Determination of the Thermal Component of the Flow Stress in Commercial Alpha and (Alpha+Beta) Titanium Alloys Using Strain Rate Cycling Tests

Abstract

Single strain rate cycling tests were performed for commercial Ti-4Al, Ti-5Al-2.5Sn, Ti-6Al-4V and Ti-5Al-2Cr-1Fe alloys over the temperature range of 77 to 700^°K. The effects of grain size and strain on the parameter m which was obtained directly from the tests were eliminated by employing the double extrapolation technique to yield m_a^*. m_a^* thus obtained for substitutional alloys still includes the effect of substitutional solute atoms on the athermal component as given by (m_a^*⁄β=σ^*+σ_μ(C_s), so that the thermal component in substitutional alloys cannot be obtained simply by double extrapolations of m as in alpha titanium which contains only interstitial solute atoms. However, a comparison of the data for alpha titanium which contains no substitituional solute atom but the same interstitial solute content as the present Ti-4Al with those for Ti-4Al led to the conclusion that substitutional solute atoms do not influence the temperature dependence of the athermal component in the temperature range studied. σ_μ(C_s) was then determined at the temperature T₀ where the (m_a^*⁄β)−T curve exhibited the inflection point.
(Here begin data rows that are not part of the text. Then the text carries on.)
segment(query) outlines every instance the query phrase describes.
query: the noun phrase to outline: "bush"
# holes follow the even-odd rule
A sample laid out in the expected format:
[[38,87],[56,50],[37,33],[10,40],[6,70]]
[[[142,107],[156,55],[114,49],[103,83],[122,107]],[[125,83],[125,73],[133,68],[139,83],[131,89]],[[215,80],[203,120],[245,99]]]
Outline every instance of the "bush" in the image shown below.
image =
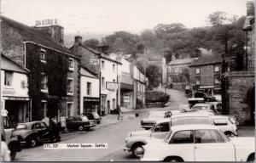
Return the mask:
[[167,103],[170,96],[165,93],[158,91],[146,92],[146,103]]

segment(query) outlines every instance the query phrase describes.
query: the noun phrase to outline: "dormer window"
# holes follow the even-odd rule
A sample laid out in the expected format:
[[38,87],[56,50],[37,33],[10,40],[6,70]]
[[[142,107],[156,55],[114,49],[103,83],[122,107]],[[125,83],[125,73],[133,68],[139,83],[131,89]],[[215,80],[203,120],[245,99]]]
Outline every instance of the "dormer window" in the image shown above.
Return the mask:
[[69,70],[73,70],[73,67],[74,67],[74,60],[73,60],[73,59],[69,58],[68,59],[68,69],[69,69]]
[[46,59],[45,59],[45,55],[46,55],[46,51],[43,48],[40,49],[40,60],[41,62],[45,63]]

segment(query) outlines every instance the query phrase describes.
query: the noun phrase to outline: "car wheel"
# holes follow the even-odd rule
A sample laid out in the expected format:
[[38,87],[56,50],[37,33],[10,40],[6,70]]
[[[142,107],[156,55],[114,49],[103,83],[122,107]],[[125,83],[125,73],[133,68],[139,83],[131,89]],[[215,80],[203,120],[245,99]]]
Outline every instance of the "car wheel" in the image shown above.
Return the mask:
[[134,147],[132,147],[132,155],[139,158],[141,156],[143,156],[143,155],[144,154],[144,149],[143,147],[143,144],[137,144]]
[[35,147],[38,142],[36,138],[30,138],[27,140],[27,144],[29,147]]
[[9,155],[11,160],[14,160],[16,156],[16,151],[11,151]]
[[250,156],[249,156],[249,158],[247,159],[247,162],[254,162],[255,161],[255,155],[254,155],[254,154],[253,154],[253,155],[251,155]]
[[83,131],[83,130],[84,130],[84,126],[79,126],[79,131]]

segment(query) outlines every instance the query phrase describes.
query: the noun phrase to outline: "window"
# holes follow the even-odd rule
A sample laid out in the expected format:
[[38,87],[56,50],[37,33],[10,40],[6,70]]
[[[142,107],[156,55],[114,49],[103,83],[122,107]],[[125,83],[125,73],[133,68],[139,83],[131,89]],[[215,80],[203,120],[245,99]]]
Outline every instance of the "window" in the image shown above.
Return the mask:
[[214,65],[214,72],[219,71],[219,65]]
[[104,62],[104,60],[102,60],[102,70],[105,69],[105,62]]
[[87,95],[91,95],[91,82],[87,82]]
[[113,72],[115,72],[115,65],[114,64],[113,64]]
[[195,77],[195,85],[200,85],[200,77]]
[[195,132],[195,143],[224,143],[217,131],[198,130]]
[[73,67],[74,67],[73,59],[69,58],[68,59],[68,69],[69,69],[69,70],[73,70]]
[[67,93],[73,93],[73,79],[67,79]]
[[6,70],[4,72],[4,86],[12,86],[14,73]]
[[113,110],[115,110],[115,98],[112,99]]
[[200,67],[195,68],[195,74],[200,74]]
[[105,89],[105,77],[102,77],[102,88]]
[[45,74],[42,74],[41,89],[48,90],[47,82],[48,82],[47,76]]
[[220,83],[220,77],[219,77],[219,76],[214,76],[214,83],[215,84],[219,84]]
[[41,115],[44,117],[47,116],[47,101],[45,100],[41,101]]
[[67,117],[72,116],[73,114],[73,103],[67,103]]
[[46,51],[43,48],[40,49],[40,60],[41,62],[46,62],[45,60]]
[[174,133],[170,143],[193,143],[192,131],[180,131]]

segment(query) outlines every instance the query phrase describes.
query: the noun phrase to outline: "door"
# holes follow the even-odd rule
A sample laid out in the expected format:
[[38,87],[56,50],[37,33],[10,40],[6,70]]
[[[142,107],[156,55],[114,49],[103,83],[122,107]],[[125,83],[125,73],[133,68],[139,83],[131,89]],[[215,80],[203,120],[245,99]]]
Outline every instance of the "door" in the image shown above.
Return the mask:
[[195,161],[236,161],[235,149],[217,130],[195,131]]
[[168,122],[160,123],[152,131],[151,136],[157,138],[165,138],[170,131],[170,124]]

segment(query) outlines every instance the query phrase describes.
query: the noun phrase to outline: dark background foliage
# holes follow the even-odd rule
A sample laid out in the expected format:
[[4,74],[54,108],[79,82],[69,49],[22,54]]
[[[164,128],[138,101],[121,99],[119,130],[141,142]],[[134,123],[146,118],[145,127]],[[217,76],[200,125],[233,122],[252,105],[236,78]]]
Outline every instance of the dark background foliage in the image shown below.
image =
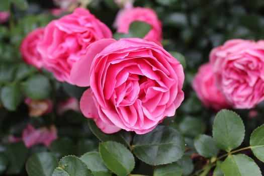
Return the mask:
[[[6,10],[4,8],[4,1],[0,3],[1,11]],[[4,87],[8,86],[9,91],[11,91],[8,97],[1,96],[0,99],[0,161],[2,159],[2,163],[5,163],[3,155],[6,155],[12,161],[9,164],[14,166],[6,171],[3,175],[27,175],[25,161],[36,152],[52,151],[59,158],[68,154],[80,156],[87,151],[98,150],[99,141],[88,127],[86,118],[73,111],[57,117],[55,110],[58,100],[69,97],[79,100],[85,89],[58,82],[45,70],[41,74],[37,73],[37,70],[26,65],[22,60],[19,46],[25,36],[33,29],[44,27],[52,19],[58,18],[53,17],[50,13],[50,9],[56,8],[52,1],[29,0],[28,2],[28,8],[23,8],[19,3],[12,4],[10,21],[0,25],[0,90],[3,92]],[[193,139],[201,133],[212,135],[212,125],[216,112],[203,107],[192,89],[192,79],[199,66],[208,62],[210,50],[225,41],[233,38],[264,39],[264,1],[135,0],[134,5],[135,7],[149,7],[155,11],[162,23],[164,48],[167,51],[180,52],[185,56],[185,100],[175,116],[165,119],[162,124],[169,125],[183,134],[187,145],[187,155],[192,156],[195,168],[199,168],[205,161],[200,156],[191,155],[195,151]],[[112,24],[119,9],[113,1],[93,1],[87,8],[110,27],[113,33],[115,32]],[[21,85],[36,74],[44,75],[48,79],[48,83],[45,86],[50,87],[51,91],[48,91],[49,89],[43,90],[41,94],[47,95],[43,98],[52,100],[54,108],[48,115],[32,118],[28,116],[24,99],[34,93],[26,94]],[[24,76],[18,78],[21,75]],[[41,84],[36,81],[37,84]],[[39,89],[41,90],[41,87]],[[9,108],[3,106],[6,99],[9,99],[11,102]],[[258,105],[255,110],[258,114],[253,118],[248,117],[249,110],[235,110],[245,125],[245,139],[242,146],[249,145],[251,132],[263,123],[263,103]],[[59,139],[53,142],[49,148],[38,145],[27,149],[23,144],[17,144],[18,147],[14,149],[14,146],[7,142],[8,137],[10,135],[20,136],[29,122],[35,127],[55,124],[58,129]],[[22,146],[19,147],[19,145]],[[15,150],[19,154],[17,154]],[[249,151],[247,151],[246,154],[252,156]],[[188,158],[185,161],[190,162]],[[258,164],[263,172],[263,163]],[[0,168],[1,166],[0,164]],[[187,170],[188,166],[185,168]],[[189,166],[192,170],[193,165],[190,164]],[[149,174],[149,170],[153,171],[153,167],[150,165],[139,164],[137,161],[135,168],[142,174]]]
The thermal component in substitutional alloy σ^*(m_a^*) which was estimated by subtracting [σ_μ(C_s)]_T0 from (m_a^*⁄β) was in good accord with that estimated by using the conventional back extrapolation technique, and it is concluded that the double extrapolation technique can be applicable even to substitutional alloys whose temperature dependence of Young’s moduli is not known.